Ольга Иженякова - Записки дивеевской послушницы
Улица была теперь тщательно вымыта и подъезд, о чудо, тоже. Кто-то, не дождавшись технички, принялся за уборку сам.
Что там сказал сын, вода мне осталась? Ну, так я мигом! Сделаю все по высшему разряду, чтобы блестело все, как в музее фарфора в Венеции, его, говорят, можно внимательно рассмотреть со старинного моста. После реставрации русских архитекторов.
Сезон сирени
Десять часов утра. Завтрак.
Прозрачно-гороховая жижа, напоминающая по цвету желудочный сок, чай сладкий-пресладкий и хлеб, сколько душе угодно. Между столами шепот: на обед будут фрукты.
За стеклом, сразу за оконной рамой, новый вполне пригожий день. И другая жизнь, непохожая на эту. Мартовский ветер сделал из ивы качели и размахивает ими со всей силы. Здорово. Часть веток периодически хлещет по окну, мол, просыпайтесь, смотрите, ветер, солнце, ветки, скоро на куче больничного мусора появится трава. Кто бы мог придумать, что эта, в общем-то, небольшая свалка, состоящая из каркасов капельниц, компьютерных коробок, жгута и прочей дребедени может цвести и даже благоухать. Да-да, благоухать. В углу свалки дикая яблонька и белая сирень.

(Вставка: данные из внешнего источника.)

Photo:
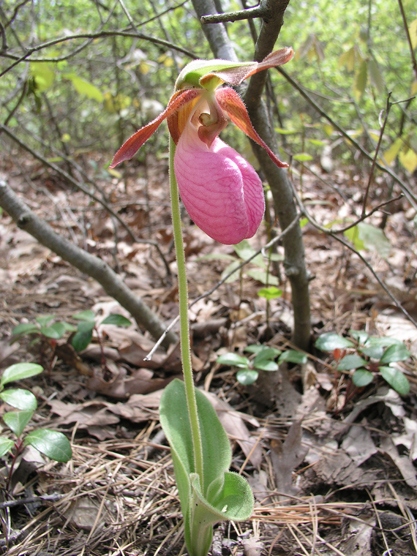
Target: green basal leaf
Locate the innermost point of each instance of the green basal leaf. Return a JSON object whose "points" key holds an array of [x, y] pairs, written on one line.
{"points": [[17, 420], [270, 293], [52, 444], [19, 371], [20, 399], [396, 379], [396, 352], [55, 331], [247, 376], [293, 356], [5, 446], [362, 377], [221, 496], [330, 341], [350, 362], [85, 315], [118, 320], [24, 329], [234, 360]]}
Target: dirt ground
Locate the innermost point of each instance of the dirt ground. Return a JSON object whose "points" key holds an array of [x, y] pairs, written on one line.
{"points": [[332, 471]]}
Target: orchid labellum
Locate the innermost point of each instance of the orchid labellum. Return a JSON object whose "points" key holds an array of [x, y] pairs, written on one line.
{"points": [[219, 188]]}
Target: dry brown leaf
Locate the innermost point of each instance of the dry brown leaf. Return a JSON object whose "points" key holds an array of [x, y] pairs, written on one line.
{"points": [[235, 427]]}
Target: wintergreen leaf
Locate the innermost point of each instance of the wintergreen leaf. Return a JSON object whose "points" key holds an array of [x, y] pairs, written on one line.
{"points": [[362, 377], [85, 315], [270, 293], [5, 445], [44, 319], [396, 352], [293, 356], [55, 331], [118, 320], [350, 362], [360, 335], [17, 420], [330, 341], [20, 399], [247, 376], [233, 359], [396, 379], [24, 329], [19, 371], [52, 444]]}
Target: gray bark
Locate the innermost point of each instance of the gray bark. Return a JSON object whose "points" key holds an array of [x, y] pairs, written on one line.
{"points": [[277, 178], [85, 262]]}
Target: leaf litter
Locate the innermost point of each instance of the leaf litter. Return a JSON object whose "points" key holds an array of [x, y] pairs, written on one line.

То-то будет в мае.
В столовой тихо, ложки стучат, кто-то кашляет, дед в углу недовольно кряхтит. Обычная история. Павловна из десятой палаты в минувшую ночь Богу душу отдала. Ибрагимовна с бабкой Пелагеей первыми в больнице узнали эту новость и, как водится, сообщили ее всем. Тремя минутами раньше, они, чавкая, живописали:
— Ночью плохо ей стало, губами еле шовелит, мы к хврачу, а он, ну вас, старухи, она ить при вечернем обходе хорошая была, помирать не собиралась. Ушли мы. Заходим в палату, а Павловна, сурьезно так покрылась потом и говорит нам, до свиданья, что ли, соседушки. Мы бегом снова к хврачу, он и говорит: досмотрю фильму и сразу бегом к вам, мы ушли, значит, сидим на койках, не раздеваимся, ждем, а Павловна совсем плохая, прощения у всех просит. И сдалось оно ей, это прощение, у нее ить никого нет, одна, как… Приходит врач, сурдитый такой, из-за вас, говорит, опять не высплюсь, панькерши вы старые…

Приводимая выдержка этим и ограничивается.